Bogotá, 20 giugno 2026 – In mezzo alle vette andine e al Mar dei Caraibi, la Colombia sta vivendo una vera rivoluzione: il turismo è diventato il motore per riscrivere l’immagine di un Paese che per troppo tempo è stato raccontato solo attraverso conflitti e narcotraffico. Oggi, in uno scenario sociale e politico in rapido cambiamento, i visitatori stranieri sono tornati a frotte, e la parola chiave sembra proprio essere rinascita.
La Colombia punta sulla rinascita turistica
I numeri del Ministero del Commercio, Industria e Turismo sono netti: nel primo semestre del 2026 gli arrivi internazionali hanno superato i cinque milioni, con un aumento del 18% rispetto allo stesso periodo dell’anno scorso. Dietro questi dati ci sono città come Cartagena, scelta dagli europei in cerca di frescura lontano dal caldo continentale, e Medellín, oggi simbolo di innovazione urbana. “Non si tratta più solo di spiagge e salsa”, spiega Catalina Reyes, operatrice turistica di Santa Marta. “Chi viene qui vuole autenticità, buon cibo, cultura. E soprattutto sentirsi sicuro”.
Sicurezza e investimenti: così il governo ha rilanciato il settore
Solo pochi anni fa era impensabile passeggiare senza paura dopo il tramonto nel quartiere Getsemaní di Cartagena o avventurarsi sui sentieri della Sierra Nevada senza timori. La percezione del rischio era troppo forte. Dal 2019 però, grazie a una serie di interventi mirati – più polizia nei punti critici, campagne informative all’estero, accordi con tour operator europei – la situazione è cambiata nettamente. “Qualche zona rimane off limits”, ammette un agente della polizia turistica di Medellín, “ma oggi la Colombia non ha nulla a che vedere con quella che raccontano certe serie tv”.
Boom di arrivi italiani: tra trekking e street art
Gli italiani sono tra i più entusiasti di questa nuova Colombia. Secondo l’ambasciata a Bogotá, i turisti dall’Italia sono cresciuti del 23% nell’ultimo anno. Cosa cercano? Oltre ai classici tour nelle città coloniali, amano le escursioni al Parco Tayrona, le degustazioni nei caffè delle fincas di Armenia e l’arte urbana di Bogotá: dai murales di Stinkfish alle gallerie nel quartiere Chapinero. “Ho camminato da solo nel centro storico senza problemi”, racconta Marco Bellini, milanese incontrato a Plaza Bolívar. “C’è un’energia positiva che non ti aspetti”.

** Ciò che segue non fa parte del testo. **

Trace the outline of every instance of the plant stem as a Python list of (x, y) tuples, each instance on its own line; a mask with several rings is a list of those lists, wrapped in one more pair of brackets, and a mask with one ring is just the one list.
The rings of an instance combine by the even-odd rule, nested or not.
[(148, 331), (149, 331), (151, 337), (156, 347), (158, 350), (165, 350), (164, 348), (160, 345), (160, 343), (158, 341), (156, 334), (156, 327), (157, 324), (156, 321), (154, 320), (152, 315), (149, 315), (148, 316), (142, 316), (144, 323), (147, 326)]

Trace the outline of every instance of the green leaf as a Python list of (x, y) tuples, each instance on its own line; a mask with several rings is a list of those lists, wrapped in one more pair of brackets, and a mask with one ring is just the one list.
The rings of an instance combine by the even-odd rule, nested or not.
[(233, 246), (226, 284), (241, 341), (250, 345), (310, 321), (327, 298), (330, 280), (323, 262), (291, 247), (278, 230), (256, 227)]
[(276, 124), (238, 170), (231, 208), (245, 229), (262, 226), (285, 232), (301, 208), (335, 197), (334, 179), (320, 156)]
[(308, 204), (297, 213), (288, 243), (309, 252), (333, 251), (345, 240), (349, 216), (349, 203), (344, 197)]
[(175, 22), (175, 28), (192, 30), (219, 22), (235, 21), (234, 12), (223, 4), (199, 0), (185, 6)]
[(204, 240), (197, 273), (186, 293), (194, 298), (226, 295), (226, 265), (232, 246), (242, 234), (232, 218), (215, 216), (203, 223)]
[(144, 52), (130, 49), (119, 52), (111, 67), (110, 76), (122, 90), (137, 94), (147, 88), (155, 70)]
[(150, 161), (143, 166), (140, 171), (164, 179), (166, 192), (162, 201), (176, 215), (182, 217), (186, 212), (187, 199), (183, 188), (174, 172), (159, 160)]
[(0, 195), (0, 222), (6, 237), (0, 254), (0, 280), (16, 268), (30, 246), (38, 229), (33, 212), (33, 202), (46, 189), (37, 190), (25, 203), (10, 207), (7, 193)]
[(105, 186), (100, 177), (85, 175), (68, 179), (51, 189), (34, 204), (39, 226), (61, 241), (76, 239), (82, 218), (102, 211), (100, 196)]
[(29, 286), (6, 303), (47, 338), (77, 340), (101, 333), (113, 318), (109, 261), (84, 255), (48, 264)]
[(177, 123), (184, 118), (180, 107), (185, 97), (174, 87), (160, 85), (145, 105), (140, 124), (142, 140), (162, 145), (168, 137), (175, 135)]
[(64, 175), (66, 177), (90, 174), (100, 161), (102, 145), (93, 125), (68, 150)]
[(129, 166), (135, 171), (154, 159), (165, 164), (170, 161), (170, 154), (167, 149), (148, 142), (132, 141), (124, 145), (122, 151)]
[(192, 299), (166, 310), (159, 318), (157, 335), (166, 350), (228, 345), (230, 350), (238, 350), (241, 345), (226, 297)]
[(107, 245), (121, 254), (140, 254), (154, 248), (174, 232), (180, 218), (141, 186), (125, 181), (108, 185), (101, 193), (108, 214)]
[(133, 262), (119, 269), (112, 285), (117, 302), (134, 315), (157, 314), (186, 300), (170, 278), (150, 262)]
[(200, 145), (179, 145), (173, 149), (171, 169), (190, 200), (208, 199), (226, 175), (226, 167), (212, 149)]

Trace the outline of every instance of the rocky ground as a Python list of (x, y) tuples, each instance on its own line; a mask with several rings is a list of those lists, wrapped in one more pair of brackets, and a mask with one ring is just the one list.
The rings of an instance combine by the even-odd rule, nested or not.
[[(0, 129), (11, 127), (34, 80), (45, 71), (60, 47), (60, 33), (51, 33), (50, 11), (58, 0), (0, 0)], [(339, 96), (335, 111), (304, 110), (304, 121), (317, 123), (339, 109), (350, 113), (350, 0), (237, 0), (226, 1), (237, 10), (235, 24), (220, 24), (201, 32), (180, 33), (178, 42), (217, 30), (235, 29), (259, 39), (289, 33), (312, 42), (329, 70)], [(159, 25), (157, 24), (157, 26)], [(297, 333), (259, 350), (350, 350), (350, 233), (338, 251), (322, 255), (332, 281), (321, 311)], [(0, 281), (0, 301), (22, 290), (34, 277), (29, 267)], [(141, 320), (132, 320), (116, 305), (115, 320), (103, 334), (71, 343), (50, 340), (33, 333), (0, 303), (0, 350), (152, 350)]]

L’impatto sulle comunità locali
Il turismo sta portando nuove risorse in aree che fino a pochi anni fa erano ai margini o segnate dalla povertà. Nel dipartimento del Cauca le cooperative indigene offrono percorsi etnici e laboratori artigianali: i guadagni restano quasi tutti sul territorio, assicurano i referenti locali. A Cartagena, nel quartiere Bazurto, l’arrivo dei turisti ha spinto molti giovani ad aprire piccoli ristoranti familiari invece di cercare lavoro all’estero. Solo negli ultimi due anni ne sono nati più di quaranta.
Ombre e sfide ancora aperte
Non tutto però è rosa e fiori. In alcune zone rurali continuano a esistere sacche di criminalità organizzata: secondo le Nazioni Unite, almeno 15 comuni restano “a rischio elevato” per chi viaggia dall’estero. Inoltre, l’aumento dei visitatori ha riacceso tensioni legate all’uso delle risorse idriche e alla pressione sugli ecosistemi fragili. A Palomino, lungo la costa caraibica, residenti e operatori turistici hanno dovuto correre ai ripari per evitare il sovraffollamento delle spiagge nei fine settimana.
Dalla violenza al futuro: la Colombia scommette sulla diversità
Nonostante le difficoltà, la Colombia sembra aver voltato pagina nella sua narrazione. Da terra spesso associata a cronache nere a destinazione capace di offrire mille volti diversi: dalla biodiversità dell’Amazzonia alla vita notturna sofisticata di Cali. “Siamo fieri di quello che stiamo costruendo”, dice Jorge Cuesta, guida turistica a Medellín. “C’è ancora tanto da fare, ma ormai il mondo ci guarda con occhi diversi”.
Il turismo quindi non è solo una fonte economica – quasi 6 miliardi di dollari generati nel 2025 secondo dati ufficiali – ma anche un’occasione per riscatto e per raccontare una Colombia nuova, che cambia pelle tra passato difficile e futuro tutto da scrivere.